Gianluca Amadei PhD Post-Doctoral Fellow University of Cambridge, UK

Scientists Develop Mouse Embryo from Stem Cells, Including Brain and Beating Heart

MedicalResearch.com Interview with:

Gianluca Amadei PhD Post-Doctoral Fellow University of Cambridge, UK

Dr. Amadei

Gianluca Amadei PhD
Post-Doctoral Fellow
University of Cambridge, UK

MedicalResearch.com: What is the background for this study? What are the main findings?

Response: The background of this study is that we tried to build a structure that looks and develops like a real mouse embryo using different kinds of mouse stem cells.
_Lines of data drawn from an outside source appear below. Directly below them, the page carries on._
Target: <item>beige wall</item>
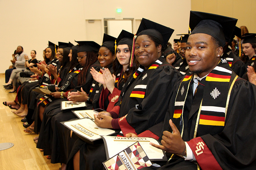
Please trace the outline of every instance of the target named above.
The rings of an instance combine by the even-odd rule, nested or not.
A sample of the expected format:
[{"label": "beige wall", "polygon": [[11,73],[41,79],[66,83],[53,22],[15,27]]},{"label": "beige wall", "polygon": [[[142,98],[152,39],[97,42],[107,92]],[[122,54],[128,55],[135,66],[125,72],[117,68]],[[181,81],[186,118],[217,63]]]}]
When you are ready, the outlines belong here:
[{"label": "beige wall", "polygon": [[[122,13],[117,14],[117,8],[121,8]],[[102,26],[104,18],[133,18],[137,29],[138,20],[144,17],[175,29],[174,35],[186,32],[190,8],[190,0],[0,1],[0,73],[9,68],[18,45],[30,57],[30,51],[36,50],[42,60],[48,40],[94,40],[101,43],[104,30],[98,27]],[[98,26],[88,25],[90,19],[98,20]],[[86,31],[92,29],[95,31]]]},{"label": "beige wall", "polygon": [[256,33],[256,0],[191,0],[191,10],[238,19],[236,26],[245,26]]}]

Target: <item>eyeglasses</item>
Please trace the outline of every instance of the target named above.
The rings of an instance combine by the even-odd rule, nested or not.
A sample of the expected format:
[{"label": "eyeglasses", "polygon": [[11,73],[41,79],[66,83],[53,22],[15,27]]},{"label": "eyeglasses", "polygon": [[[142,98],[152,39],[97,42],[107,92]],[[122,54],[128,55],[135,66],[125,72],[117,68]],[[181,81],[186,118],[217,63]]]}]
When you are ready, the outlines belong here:
[{"label": "eyeglasses", "polygon": [[82,56],[82,57],[77,57],[77,60],[79,60],[79,59],[80,59],[82,60],[82,59],[84,57],[85,57],[85,56],[86,56],[87,55],[87,54],[85,55],[85,56]]},{"label": "eyeglasses", "polygon": [[178,49],[178,50],[179,52],[186,52],[186,50],[187,50],[187,48],[179,48]]}]

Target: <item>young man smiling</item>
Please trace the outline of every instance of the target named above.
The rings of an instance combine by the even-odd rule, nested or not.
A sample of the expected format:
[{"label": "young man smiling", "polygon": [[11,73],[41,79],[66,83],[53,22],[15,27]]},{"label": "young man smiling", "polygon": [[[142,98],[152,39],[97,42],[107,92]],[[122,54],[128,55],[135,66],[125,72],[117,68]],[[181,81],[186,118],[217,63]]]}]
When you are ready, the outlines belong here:
[{"label": "young man smiling", "polygon": [[191,11],[192,31],[185,56],[192,73],[177,82],[160,135],[162,145],[151,144],[171,158],[152,169],[256,168],[256,131],[251,128],[256,122],[256,89],[220,59],[224,35],[231,36],[237,21]]}]

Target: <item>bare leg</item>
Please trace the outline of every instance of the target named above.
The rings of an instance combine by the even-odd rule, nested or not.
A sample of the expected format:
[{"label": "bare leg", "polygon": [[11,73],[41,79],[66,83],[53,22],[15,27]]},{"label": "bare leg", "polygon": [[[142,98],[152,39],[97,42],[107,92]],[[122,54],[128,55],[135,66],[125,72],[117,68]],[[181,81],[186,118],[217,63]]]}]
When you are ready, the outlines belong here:
[{"label": "bare leg", "polygon": [[41,120],[41,121],[42,121],[43,120],[43,117],[44,117],[44,109],[45,109],[45,107],[44,107],[40,105],[39,105],[39,118],[40,118],[40,120]]},{"label": "bare leg", "polygon": [[5,85],[8,85],[8,84],[10,84],[11,83],[12,83],[12,82],[13,82],[13,79],[11,78],[10,78],[9,79],[9,81],[7,82],[7,83],[6,83]]},{"label": "bare leg", "polygon": [[80,150],[78,151],[73,158],[74,170],[79,170],[80,168]]},{"label": "bare leg", "polygon": [[27,105],[26,104],[24,105],[25,105],[25,108],[23,112],[19,113],[14,113],[14,114],[20,117],[24,117],[27,116],[27,115],[28,114],[28,108]]},{"label": "bare leg", "polygon": [[67,165],[65,163],[61,164],[61,170],[66,170],[66,167],[67,167]]},{"label": "bare leg", "polygon": [[20,109],[16,111],[12,112],[13,113],[15,114],[21,113],[24,111],[24,110],[25,110],[25,107],[26,107],[27,108],[28,106],[26,104],[23,105],[22,103],[21,105],[20,105]]}]

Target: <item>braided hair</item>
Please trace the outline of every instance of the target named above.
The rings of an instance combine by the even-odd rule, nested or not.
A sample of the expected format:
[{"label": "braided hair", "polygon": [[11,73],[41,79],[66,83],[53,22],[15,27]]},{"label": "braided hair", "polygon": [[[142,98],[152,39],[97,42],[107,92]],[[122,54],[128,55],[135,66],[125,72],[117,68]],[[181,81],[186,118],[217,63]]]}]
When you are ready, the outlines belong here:
[{"label": "braided hair", "polygon": [[78,85],[81,86],[85,83],[86,73],[89,68],[98,60],[96,53],[91,51],[86,52],[86,64],[78,75]]}]

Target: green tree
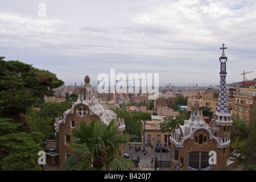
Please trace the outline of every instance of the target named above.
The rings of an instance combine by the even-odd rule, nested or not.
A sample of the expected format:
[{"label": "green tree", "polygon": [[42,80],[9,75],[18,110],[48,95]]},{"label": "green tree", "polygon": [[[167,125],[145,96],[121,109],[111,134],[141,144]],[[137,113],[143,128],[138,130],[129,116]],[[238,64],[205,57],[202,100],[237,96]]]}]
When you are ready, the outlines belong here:
[{"label": "green tree", "polygon": [[40,170],[38,152],[43,135],[20,132],[22,123],[0,118],[0,170]]},{"label": "green tree", "polygon": [[36,112],[36,116],[52,118],[55,121],[55,118],[63,115],[63,111],[70,109],[72,104],[70,102],[61,102],[60,103],[46,102],[39,105],[40,110]]},{"label": "green tree", "polygon": [[20,119],[42,95],[54,95],[53,89],[63,85],[56,75],[19,61],[0,57],[0,117]]},{"label": "green tree", "polygon": [[98,121],[82,122],[72,130],[72,135],[77,139],[68,144],[76,156],[67,158],[64,170],[120,171],[134,166],[131,160],[118,155],[128,142],[127,136],[119,134],[114,121],[108,126]]}]

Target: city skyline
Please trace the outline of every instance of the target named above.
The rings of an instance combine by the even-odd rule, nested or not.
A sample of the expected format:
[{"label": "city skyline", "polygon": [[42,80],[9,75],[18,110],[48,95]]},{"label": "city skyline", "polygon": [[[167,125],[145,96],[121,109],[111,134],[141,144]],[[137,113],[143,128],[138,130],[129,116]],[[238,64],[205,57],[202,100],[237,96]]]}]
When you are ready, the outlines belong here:
[{"label": "city skyline", "polygon": [[252,0],[3,0],[0,11],[0,56],[48,70],[66,85],[86,75],[97,83],[110,69],[159,73],[160,85],[218,85],[222,43],[228,84],[256,67]]}]

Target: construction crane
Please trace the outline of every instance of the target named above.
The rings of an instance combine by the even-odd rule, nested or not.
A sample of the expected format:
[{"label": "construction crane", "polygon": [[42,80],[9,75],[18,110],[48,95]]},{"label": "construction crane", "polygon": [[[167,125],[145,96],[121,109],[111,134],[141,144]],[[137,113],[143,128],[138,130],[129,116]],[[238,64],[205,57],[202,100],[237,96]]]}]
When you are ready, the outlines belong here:
[{"label": "construction crane", "polygon": [[250,72],[245,72],[245,71],[243,71],[243,72],[242,72],[242,73],[240,74],[241,75],[243,75],[243,81],[245,81],[245,74],[249,73],[251,73],[251,72],[253,72],[253,71],[251,71]]}]

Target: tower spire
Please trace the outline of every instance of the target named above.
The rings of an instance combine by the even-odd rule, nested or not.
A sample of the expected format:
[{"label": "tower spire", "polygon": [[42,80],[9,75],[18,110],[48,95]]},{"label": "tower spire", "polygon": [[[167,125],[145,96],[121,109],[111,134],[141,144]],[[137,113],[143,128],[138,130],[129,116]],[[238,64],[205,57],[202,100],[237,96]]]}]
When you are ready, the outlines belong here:
[{"label": "tower spire", "polygon": [[220,49],[222,49],[222,54],[219,58],[220,62],[221,63],[221,71],[220,72],[220,92],[217,112],[228,113],[226,89],[226,62],[228,60],[228,57],[225,55],[224,49],[227,48],[226,47],[224,47],[224,46],[225,44],[223,43],[222,47],[220,48]]}]

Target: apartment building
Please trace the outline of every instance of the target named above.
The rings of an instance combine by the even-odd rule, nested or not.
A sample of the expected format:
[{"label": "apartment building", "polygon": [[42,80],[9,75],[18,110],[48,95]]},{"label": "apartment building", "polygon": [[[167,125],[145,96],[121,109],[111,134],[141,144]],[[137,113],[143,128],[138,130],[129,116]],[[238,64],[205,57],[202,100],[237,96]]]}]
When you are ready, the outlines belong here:
[{"label": "apartment building", "polygon": [[234,117],[246,121],[249,125],[255,118],[250,110],[256,109],[256,79],[243,81],[240,84],[240,91],[233,102]]}]

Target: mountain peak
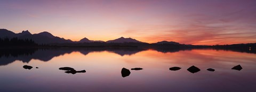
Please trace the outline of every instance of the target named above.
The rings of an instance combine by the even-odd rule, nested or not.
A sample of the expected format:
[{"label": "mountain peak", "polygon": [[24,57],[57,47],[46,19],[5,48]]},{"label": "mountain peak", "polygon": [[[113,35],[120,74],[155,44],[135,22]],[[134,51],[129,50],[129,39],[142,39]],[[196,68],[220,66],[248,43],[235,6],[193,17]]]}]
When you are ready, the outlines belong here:
[{"label": "mountain peak", "polygon": [[78,42],[79,43],[91,43],[92,42],[92,40],[89,40],[88,38],[84,37],[84,38],[80,40]]},{"label": "mountain peak", "polygon": [[141,43],[135,39],[132,39],[131,38],[124,38],[123,37],[121,37],[119,38],[116,39],[114,40],[108,40],[107,43]]},{"label": "mountain peak", "polygon": [[26,30],[26,31],[22,31],[21,32],[21,34],[30,34],[31,35],[31,33],[29,32],[29,31],[28,31],[28,30]]},{"label": "mountain peak", "polygon": [[166,41],[166,40],[163,40],[163,41],[159,41],[159,42],[157,42],[155,44],[180,44],[180,43],[177,43],[177,42],[174,42],[174,41]]},{"label": "mountain peak", "polygon": [[48,37],[49,38],[55,37],[55,36],[52,35],[51,33],[50,33],[49,32],[47,32],[47,31],[43,31],[43,32],[40,32],[40,33],[38,34],[37,35],[46,36],[46,37]]}]

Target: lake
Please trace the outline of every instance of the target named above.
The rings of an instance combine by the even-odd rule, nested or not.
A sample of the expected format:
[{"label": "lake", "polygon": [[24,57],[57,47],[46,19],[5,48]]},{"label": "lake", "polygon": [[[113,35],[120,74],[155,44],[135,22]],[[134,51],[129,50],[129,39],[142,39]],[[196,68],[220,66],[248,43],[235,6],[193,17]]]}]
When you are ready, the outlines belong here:
[{"label": "lake", "polygon": [[[2,49],[0,91],[254,92],[254,52],[134,47]],[[33,68],[25,69],[25,65]],[[243,69],[231,69],[237,65]],[[201,71],[187,70],[192,65]],[[59,69],[66,66],[86,72],[73,74]],[[181,69],[169,70],[174,66]],[[130,75],[122,77],[123,68]],[[143,69],[131,70],[134,68]]]}]

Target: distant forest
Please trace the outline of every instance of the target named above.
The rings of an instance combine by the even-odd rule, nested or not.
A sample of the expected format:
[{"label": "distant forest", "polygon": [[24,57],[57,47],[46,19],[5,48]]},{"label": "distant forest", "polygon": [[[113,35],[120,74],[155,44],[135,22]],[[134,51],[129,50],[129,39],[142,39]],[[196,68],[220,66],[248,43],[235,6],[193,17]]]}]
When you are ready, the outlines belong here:
[{"label": "distant forest", "polygon": [[0,46],[35,46],[38,44],[32,39],[18,39],[14,37],[11,39],[0,38]]},{"label": "distant forest", "polygon": [[8,38],[0,38],[0,47],[146,47],[154,48],[212,48],[216,49],[239,49],[249,51],[256,50],[256,43],[238,44],[225,45],[193,45],[170,43],[111,43],[92,42],[92,43],[52,43],[41,44],[36,43],[32,39],[19,39],[14,37],[11,39]]}]

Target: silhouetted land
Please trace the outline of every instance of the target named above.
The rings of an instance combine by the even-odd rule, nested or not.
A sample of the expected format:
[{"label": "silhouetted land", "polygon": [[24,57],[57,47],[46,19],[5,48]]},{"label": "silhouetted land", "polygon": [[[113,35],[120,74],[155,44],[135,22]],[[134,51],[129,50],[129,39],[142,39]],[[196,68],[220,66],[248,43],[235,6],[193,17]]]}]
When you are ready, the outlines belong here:
[{"label": "silhouetted land", "polygon": [[[171,49],[215,48],[221,49],[248,49],[255,52],[256,43],[239,44],[225,45],[192,45],[181,44],[177,42],[162,41],[149,44],[131,38],[120,37],[107,41],[91,40],[84,38],[78,41],[53,36],[48,32],[31,34],[28,30],[15,34],[11,31],[0,29],[0,47],[133,47],[140,48],[153,48],[158,51]],[[175,49],[174,49],[175,48]],[[169,50],[170,51],[170,50]],[[177,50],[176,50],[177,51]]]}]

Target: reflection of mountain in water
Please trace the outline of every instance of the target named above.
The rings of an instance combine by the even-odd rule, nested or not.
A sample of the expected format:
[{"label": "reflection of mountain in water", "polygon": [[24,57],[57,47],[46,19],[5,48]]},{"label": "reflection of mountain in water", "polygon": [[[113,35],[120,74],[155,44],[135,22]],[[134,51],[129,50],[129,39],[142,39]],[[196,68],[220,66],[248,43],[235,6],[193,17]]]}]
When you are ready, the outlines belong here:
[{"label": "reflection of mountain in water", "polygon": [[[139,52],[148,50],[149,48],[137,47],[92,47],[92,48],[42,48],[22,49],[1,49],[0,66],[6,65],[15,61],[21,61],[28,63],[32,59],[47,62],[54,57],[70,54],[73,52],[79,52],[84,55],[94,52],[108,51],[117,54],[121,56],[131,55]],[[155,48],[153,49],[162,53],[174,53],[180,51],[191,50],[191,49],[174,49],[170,48]],[[223,49],[217,49],[223,50]],[[226,51],[245,52],[256,54],[255,51],[231,50]]]},{"label": "reflection of mountain in water", "polygon": [[32,59],[47,62],[54,57],[79,52],[86,55],[91,52],[108,51],[121,56],[131,55],[146,49],[138,48],[50,48],[0,49],[0,65],[6,65],[15,61],[28,63]]}]

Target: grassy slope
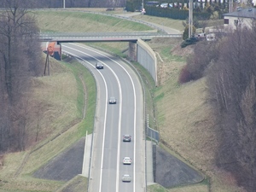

The main findings are that the resulting structures develop the entire embryonic body axis and the extraembryonic tissues that are required to support embryonic development. Our structures develop to a stage comparable to 8.5 days of embryonic development of the natural mouse embryos and have a brain and neural tube, a beating heart-like structure, gut and primordial germ cells.

MedicalResearch.com: What should readers take away from your report?

Response: I think the key message is that stem cells have the potential to capture and reconstruct real embryos very closely. As we improve these structures more and more, we will be able to capture even more aspects of embryonic development. The end result is that we will be able to decrease our reliance on mouse animal models, perform experiments that are difficult to do using real mouse embryos and hopefully expedite the pace of research. 

MedicalResearch.com: What recommendations do you have for future research as a results of this study?

Response: Without a doubt, it is only a matter of time before a similar system is developed using human cells. It is important to have a serious ethical debate now, as a society, to define how we feel about these models and decide whether there should be guidelines and limitations imposed on this kind of research.